Pudełko z wierzchu dokładnie takie samo jak w zeszłym miesiącu: bladoróżowe, z logo i napisem beGlossy. Jak widać po otwarciu, w tym miesiącu pudełko jest z pod znaku Playboya. Co chyba już powinno obudzić we mnie podejrzliwość, ech. Poprzednie prezentowało się znacznie ładniej, z krokusikiem na pierwszej ulotce zamiast reklamy.

Swoją drogą, co to za hasło reklamowe? Skóra zasługująca na własny fanpage? Jakby to jakieś osiągnięcie było... Nie wiem, do mnie to nie przemawia i raczej nastawia negatywnie zamiast zachęcać.

Tym razem zabrakło również minimagazynu, ale nad tym akurat nie boleję ponieważ niespecjalnie przemówiły do mnie treści w nim zawarte. Czy też raczej brak treści a ogrom reklam.


W pudełku znalazłam:

  • nabłyszczajacy lakier do stylizacji Got2Be (produkt pełnowymiarowy)
  • balsam do ciała Playboy (produkt pełnowymiarowy)
  • puder w kulkach Cashmere (produkt pełnowymiarowy)
  • maseczka w płachcie Pearl marki It's Skin (produkt pełnowymiarowy)
  • płyn micelarny Yoskine (próbka 75 ml)
  • serum do twarzy Sasderma z witaminą C (próbka 4 ml)
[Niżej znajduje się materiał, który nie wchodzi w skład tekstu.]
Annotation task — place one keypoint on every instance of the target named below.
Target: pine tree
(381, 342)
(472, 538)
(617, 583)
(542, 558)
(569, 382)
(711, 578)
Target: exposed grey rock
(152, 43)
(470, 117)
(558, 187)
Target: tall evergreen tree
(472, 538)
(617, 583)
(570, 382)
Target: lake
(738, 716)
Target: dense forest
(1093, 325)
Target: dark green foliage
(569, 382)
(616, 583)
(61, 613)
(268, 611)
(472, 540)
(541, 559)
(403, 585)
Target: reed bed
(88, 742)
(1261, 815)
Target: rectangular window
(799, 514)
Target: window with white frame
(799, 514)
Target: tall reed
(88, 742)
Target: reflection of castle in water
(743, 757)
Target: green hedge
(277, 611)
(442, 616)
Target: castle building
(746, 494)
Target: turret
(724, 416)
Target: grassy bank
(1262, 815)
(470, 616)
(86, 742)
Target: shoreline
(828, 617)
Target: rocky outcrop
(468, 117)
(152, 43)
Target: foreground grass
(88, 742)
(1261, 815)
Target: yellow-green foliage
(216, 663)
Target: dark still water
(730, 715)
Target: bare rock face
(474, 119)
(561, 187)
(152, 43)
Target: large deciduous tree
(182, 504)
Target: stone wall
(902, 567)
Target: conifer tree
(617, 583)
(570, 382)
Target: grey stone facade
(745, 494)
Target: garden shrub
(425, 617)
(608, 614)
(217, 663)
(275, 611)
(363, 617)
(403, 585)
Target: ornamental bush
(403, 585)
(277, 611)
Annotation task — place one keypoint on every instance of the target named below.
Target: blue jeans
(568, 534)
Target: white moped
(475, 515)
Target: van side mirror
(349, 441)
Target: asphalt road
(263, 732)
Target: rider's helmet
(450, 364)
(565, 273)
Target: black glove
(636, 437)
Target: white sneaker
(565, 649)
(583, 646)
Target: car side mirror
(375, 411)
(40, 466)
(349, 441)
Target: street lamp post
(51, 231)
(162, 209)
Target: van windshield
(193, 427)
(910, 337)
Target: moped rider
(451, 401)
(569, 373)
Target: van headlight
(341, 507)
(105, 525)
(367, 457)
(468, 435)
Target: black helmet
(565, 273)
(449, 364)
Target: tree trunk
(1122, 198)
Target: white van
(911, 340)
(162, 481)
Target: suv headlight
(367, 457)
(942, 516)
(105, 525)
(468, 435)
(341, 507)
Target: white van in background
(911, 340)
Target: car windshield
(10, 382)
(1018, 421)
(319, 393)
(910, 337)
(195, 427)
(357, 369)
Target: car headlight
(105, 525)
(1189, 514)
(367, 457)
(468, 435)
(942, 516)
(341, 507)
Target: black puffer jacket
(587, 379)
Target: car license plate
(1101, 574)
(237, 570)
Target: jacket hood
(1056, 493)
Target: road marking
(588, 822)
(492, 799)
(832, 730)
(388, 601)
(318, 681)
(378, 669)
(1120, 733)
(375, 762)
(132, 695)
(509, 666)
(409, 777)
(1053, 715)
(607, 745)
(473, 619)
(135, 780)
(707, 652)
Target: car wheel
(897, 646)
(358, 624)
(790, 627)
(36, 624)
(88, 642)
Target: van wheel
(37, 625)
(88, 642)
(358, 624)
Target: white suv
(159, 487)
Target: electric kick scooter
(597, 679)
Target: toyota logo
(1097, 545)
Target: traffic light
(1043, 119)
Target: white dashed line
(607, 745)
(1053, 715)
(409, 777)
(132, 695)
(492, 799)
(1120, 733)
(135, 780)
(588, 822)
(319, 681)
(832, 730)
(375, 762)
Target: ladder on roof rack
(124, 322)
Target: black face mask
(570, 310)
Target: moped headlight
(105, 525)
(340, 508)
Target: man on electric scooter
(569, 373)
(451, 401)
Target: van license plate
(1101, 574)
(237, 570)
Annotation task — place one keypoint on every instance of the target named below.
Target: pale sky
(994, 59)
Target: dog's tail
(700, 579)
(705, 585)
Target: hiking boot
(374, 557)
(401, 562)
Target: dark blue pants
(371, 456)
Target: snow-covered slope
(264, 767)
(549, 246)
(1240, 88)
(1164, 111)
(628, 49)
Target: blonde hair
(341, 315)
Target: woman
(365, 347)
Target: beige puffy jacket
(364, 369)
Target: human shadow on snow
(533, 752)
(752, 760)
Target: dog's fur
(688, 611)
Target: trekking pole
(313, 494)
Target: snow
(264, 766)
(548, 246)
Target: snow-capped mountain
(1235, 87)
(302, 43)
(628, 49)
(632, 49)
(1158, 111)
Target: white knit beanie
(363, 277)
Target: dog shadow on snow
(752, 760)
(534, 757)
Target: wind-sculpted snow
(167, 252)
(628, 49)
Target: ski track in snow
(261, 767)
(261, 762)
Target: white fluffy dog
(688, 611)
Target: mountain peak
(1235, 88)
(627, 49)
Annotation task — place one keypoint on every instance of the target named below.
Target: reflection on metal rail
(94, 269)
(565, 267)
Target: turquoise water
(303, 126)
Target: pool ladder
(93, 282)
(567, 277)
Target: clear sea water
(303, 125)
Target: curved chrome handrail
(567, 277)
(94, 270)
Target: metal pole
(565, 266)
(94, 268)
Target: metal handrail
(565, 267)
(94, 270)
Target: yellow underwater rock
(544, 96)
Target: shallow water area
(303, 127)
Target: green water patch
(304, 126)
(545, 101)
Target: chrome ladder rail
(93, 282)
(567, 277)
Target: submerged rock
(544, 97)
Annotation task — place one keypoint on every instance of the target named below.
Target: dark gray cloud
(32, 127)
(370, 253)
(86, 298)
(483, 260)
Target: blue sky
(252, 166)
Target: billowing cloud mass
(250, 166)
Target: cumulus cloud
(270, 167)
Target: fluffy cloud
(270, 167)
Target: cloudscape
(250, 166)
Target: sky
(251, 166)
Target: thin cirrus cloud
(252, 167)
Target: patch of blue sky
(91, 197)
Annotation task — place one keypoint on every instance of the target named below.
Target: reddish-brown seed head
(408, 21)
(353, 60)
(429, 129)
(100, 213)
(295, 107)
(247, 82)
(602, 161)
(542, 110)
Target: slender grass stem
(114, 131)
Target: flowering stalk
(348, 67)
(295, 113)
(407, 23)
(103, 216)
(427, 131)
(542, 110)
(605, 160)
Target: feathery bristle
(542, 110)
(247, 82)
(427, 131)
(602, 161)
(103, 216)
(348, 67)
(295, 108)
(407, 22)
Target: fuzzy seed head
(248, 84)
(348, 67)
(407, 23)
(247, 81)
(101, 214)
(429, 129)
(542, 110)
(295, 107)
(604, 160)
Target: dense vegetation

Na pewno na plus należy zaliczyć fakt, że aż 4 produkty to produkty pełne. Niestety, nie trafiły one w moje gusta/potrzeby. Nie używam lakieru do włosów ani pudru, a co do balsamu to nie dość, że zawiera on parafinę na drugim miejscu, to na dodatek nieładnie pachnie (w moim odczuciu) i szczerze mówiąc nawet nie mam chęci go wypróbować. Chyba upchnę te cuda kumpeli :D

Co do reszty kosmetyków to najbardziej interesuje mnie serum, uwielbiam kosmetyki z witaminą C, a producent obiecuje, że jest to najbardziej stabilna wersja i że będzie oddziaływać na skórę tak jak powinna. Szkoda, że taka malutka próbka, ale cóż, pełna wersja kosztuje ponad 100 złotych więc czego tu oczekiwać :D

Płyn micelarny również sobie potestuję, czemu by nie, chociaż jest to niestety produkt dość syntetyczny... Na maski w płachtach jakoś nie mam parcia, wolę sobie czym mazać po buzi, ale zobaczymy co to za cudo.